Panelists at a Streaming Media East session on multiscreen video agreed that the segment is a "very fragmented, very busy market for consumers," as Discovery Communications' Gabe Sauerhoff, VP of digital media distribution, put it. With online video providers adding original content to their offerings in a bid to further differentiate themselves, consumers face even more choices.
At the same time, cable, IPTV and satellite operators are struggling to meet consumer demand for content that conflicts with their traditionally longer development cycles.
"Video on demand has been around many years at this point, and we're just getting to where there's a scalable way to monetize that platform," Sauerhoff said.
David Ludder, VP of technology for iN DEMAND, agreed, noting that "dynamic ad insertion has been really tough to get going."
Comcast only just announced a deal with Turner that would see dynamic ads inserted into the VOD content it has licensed to Comcast, and the cable operator started exploring ways to accomplish this feat several months ago.
Inserting dynamic ads into streaming video is less of a challenge than it is for set-top-based VOD delivery.
"On devices that hurdle is a lot lower," Ludder said. "For the Web we can get that done quicker than for on demand. Plus product tie-ins, shopping, things you wouldn't have thought about doing on set-top boxes or on demand."
But making sure that Web-based multiscreen experience fits within a provider's existing video service, marketing and branding structure can be a challenge.
Tricia Lynch, Verizon (NYSE: VZ) director of content strategy and acquisition, said that FiOS' move to second screen could have gone more smoothly. "We've taken several overlapping approaches to multiscreen," she told the audience, citing its growth from Flex View, to its transactional sale and rental service, to Verizon TV Everywhere, to last year's release of the FiOS Mobile app.
"The difference is we focus on live or on demand stuff on different platforms. From a consumer standpoint, we should not have pointed out all these differences. We should have just said we're bringing you … (something like) 'FiOS Everywhere,'" she said, adding that Verizon should have dealt with many of the rights issues plaguing the multiscreen segment and firmed up its technology.

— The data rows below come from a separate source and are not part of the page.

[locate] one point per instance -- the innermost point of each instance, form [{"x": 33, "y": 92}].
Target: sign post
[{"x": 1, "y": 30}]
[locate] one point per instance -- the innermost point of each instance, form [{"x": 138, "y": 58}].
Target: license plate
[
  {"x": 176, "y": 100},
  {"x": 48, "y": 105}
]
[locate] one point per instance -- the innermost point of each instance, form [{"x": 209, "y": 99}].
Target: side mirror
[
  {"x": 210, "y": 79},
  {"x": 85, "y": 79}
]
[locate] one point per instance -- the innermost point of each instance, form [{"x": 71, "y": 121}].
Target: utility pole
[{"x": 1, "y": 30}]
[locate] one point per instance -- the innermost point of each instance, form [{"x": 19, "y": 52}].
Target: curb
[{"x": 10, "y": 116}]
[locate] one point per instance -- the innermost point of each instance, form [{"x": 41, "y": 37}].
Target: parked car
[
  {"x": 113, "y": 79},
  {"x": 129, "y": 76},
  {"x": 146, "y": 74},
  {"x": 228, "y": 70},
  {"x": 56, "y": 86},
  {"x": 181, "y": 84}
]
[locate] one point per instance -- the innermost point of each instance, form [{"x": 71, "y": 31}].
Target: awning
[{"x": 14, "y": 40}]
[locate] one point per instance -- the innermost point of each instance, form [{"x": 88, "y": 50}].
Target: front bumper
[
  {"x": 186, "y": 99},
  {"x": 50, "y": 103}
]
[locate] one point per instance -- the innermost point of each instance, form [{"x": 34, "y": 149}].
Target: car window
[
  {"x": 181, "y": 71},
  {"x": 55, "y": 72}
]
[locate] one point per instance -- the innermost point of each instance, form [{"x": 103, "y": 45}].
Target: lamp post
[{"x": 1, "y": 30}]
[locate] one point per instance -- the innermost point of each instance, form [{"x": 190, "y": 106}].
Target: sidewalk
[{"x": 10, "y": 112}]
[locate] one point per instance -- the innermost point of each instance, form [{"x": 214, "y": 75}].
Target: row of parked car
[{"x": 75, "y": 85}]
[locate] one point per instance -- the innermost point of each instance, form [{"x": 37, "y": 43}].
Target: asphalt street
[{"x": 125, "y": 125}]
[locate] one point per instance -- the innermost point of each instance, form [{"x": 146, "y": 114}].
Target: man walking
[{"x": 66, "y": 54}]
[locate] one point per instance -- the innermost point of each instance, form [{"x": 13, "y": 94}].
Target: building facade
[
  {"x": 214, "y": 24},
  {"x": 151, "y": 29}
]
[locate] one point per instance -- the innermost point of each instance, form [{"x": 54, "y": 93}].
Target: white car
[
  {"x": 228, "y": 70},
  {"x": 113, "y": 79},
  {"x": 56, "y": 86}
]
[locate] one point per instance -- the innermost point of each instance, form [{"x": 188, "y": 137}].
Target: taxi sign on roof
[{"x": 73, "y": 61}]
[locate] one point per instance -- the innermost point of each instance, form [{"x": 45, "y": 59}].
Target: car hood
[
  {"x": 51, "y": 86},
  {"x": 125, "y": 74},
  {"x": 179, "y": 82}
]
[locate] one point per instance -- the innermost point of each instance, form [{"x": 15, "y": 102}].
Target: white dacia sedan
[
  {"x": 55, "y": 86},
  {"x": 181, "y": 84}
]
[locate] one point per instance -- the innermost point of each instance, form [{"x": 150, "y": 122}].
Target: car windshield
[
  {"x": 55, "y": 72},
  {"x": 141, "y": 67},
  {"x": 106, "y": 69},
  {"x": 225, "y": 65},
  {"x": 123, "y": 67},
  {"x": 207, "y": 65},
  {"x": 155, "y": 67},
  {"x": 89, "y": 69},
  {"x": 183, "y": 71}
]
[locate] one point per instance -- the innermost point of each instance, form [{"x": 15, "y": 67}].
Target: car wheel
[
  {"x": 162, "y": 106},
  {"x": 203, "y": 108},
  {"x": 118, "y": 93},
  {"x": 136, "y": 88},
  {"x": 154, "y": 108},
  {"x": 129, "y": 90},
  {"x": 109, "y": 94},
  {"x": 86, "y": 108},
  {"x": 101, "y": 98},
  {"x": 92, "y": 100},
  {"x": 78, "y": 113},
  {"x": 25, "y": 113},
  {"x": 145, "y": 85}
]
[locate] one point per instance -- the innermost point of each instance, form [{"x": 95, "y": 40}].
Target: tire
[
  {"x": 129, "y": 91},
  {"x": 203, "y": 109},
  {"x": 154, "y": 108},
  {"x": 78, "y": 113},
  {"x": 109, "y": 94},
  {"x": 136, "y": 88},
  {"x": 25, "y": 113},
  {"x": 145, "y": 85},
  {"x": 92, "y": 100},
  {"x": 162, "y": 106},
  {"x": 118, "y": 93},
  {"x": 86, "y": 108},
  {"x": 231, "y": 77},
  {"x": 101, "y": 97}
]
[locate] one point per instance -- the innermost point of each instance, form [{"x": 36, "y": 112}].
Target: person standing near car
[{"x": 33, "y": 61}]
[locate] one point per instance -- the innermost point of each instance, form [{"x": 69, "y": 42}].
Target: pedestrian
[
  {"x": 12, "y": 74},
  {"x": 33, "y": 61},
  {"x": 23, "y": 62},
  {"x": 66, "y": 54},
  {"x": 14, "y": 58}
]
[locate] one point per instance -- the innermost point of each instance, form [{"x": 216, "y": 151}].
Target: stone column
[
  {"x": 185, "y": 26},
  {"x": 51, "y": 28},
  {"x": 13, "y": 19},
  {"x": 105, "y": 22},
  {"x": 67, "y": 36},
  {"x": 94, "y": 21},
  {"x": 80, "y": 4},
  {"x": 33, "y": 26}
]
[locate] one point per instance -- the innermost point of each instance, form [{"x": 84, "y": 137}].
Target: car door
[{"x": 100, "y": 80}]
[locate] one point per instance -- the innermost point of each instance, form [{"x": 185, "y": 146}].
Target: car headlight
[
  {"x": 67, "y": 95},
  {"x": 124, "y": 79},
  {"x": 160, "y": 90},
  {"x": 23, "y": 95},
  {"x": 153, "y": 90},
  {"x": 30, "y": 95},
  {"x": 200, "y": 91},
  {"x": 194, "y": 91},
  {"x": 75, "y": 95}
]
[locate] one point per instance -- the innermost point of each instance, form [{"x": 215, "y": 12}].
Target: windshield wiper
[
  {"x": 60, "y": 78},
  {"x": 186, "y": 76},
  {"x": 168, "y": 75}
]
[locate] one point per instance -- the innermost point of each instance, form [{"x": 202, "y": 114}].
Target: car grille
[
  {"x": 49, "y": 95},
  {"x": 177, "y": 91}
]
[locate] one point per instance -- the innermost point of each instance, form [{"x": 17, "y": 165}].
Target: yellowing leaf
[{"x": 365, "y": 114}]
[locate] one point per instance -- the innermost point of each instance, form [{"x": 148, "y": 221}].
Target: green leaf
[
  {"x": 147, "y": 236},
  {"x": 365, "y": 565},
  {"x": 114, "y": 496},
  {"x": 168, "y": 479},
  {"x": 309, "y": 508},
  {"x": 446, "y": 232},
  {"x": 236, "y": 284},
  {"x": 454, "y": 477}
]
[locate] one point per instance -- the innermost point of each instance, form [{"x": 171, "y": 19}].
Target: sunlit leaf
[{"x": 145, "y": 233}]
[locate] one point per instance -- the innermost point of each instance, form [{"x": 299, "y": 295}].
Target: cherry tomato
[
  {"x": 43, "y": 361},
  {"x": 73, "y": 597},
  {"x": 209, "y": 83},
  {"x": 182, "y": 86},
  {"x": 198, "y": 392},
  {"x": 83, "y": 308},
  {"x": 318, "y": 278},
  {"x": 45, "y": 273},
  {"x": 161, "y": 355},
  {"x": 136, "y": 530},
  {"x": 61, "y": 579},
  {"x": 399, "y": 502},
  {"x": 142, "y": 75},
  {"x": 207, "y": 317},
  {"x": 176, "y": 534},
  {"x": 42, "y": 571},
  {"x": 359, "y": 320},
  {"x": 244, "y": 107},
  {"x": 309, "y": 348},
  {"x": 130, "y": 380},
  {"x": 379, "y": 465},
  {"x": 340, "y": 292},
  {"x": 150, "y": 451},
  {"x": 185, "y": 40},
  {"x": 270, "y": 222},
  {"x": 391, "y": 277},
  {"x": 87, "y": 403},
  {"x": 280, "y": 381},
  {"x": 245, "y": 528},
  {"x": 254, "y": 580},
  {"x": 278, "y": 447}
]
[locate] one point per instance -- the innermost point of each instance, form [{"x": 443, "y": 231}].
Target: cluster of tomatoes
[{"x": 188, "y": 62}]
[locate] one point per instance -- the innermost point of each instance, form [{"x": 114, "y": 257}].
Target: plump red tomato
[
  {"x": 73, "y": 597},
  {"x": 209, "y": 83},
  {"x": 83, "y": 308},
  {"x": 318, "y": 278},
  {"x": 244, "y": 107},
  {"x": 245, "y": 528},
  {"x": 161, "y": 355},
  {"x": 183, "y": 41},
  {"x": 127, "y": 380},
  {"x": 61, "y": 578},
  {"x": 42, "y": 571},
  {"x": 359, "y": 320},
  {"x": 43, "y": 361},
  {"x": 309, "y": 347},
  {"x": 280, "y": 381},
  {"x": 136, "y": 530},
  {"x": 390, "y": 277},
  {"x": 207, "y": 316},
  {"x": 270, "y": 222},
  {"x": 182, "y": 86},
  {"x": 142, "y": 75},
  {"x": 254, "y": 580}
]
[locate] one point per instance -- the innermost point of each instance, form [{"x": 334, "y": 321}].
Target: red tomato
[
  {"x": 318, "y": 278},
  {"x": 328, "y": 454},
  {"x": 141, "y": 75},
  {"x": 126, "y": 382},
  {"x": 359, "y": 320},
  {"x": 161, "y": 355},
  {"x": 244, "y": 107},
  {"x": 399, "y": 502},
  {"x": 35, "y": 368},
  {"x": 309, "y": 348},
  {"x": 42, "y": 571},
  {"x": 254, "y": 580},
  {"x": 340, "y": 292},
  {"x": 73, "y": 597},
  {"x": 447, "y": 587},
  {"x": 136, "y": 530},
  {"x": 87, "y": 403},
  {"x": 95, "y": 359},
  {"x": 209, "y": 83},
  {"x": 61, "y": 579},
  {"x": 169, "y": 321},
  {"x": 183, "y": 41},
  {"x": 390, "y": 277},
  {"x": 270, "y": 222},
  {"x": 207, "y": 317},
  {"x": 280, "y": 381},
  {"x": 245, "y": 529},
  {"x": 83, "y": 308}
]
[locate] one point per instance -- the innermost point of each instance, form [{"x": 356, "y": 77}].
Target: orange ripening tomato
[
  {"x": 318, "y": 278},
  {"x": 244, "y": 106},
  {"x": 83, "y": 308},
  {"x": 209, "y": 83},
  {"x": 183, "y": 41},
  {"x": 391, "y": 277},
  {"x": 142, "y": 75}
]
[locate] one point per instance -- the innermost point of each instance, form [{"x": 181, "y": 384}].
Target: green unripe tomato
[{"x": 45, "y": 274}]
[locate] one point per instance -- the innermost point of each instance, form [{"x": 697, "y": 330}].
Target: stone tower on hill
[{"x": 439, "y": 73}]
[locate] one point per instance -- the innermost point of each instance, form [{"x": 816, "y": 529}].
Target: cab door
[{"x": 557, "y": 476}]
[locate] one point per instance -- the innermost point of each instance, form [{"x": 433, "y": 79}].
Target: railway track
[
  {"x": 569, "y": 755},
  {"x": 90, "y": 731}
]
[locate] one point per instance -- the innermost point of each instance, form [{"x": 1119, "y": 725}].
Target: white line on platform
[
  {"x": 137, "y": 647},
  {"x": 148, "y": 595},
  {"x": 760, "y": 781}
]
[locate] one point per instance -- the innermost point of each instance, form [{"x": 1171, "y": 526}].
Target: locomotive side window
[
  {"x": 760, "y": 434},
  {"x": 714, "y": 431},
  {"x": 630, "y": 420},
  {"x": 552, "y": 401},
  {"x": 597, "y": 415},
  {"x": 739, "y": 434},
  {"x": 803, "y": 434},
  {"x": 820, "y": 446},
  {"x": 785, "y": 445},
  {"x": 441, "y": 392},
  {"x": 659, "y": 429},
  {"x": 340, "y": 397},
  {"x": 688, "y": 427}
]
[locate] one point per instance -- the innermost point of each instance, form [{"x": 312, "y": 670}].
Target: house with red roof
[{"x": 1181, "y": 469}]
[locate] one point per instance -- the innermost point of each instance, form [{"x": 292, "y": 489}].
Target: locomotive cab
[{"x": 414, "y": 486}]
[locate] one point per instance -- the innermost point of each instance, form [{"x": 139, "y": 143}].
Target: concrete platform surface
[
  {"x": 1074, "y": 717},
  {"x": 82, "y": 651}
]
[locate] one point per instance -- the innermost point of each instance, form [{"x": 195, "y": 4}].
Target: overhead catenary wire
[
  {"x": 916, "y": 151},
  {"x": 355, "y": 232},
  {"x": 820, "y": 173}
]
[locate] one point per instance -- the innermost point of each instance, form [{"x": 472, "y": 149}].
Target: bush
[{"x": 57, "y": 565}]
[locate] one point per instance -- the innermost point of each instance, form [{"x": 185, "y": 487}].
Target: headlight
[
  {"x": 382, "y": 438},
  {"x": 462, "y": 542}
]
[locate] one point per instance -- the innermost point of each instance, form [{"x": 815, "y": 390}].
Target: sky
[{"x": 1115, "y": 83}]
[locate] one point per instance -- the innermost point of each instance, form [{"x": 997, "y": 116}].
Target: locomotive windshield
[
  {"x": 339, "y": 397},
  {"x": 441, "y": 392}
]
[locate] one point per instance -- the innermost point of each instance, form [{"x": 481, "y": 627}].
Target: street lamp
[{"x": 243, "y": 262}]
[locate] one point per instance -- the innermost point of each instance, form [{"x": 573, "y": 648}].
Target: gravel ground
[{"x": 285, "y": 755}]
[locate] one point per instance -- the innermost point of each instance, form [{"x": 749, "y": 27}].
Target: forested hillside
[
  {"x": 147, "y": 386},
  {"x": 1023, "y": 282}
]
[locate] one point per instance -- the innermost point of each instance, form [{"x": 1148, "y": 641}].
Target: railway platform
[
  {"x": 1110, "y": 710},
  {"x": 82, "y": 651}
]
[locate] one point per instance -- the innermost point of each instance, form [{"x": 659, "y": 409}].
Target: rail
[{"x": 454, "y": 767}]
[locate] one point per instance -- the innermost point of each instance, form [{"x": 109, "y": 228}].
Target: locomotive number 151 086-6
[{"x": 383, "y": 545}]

Lynch has worked at Verizon for a decade and said she was stunned at how long it has taken for a more unified on-demand experience, both linear and digital, to be made available.
"We're in year three or four of a 10-year plan. My goal is everything everywhere, but I've got to convince all these guys at the same time. And they're (trying) to make sure they don't do anything that damages the business," she said.
Meantime, online video technology is marching forward, creating pressure on legacy providers. "My concern is whether the appetite in the market will keep up with the technology of set-top box-based video on demand," said A&E Networks' Richard Shirley, VP of distribution business development and product operations. "…I can spend a lot of time figuring out addressability and functionality (in VOD), but am I missing out on an opportunity of scale?"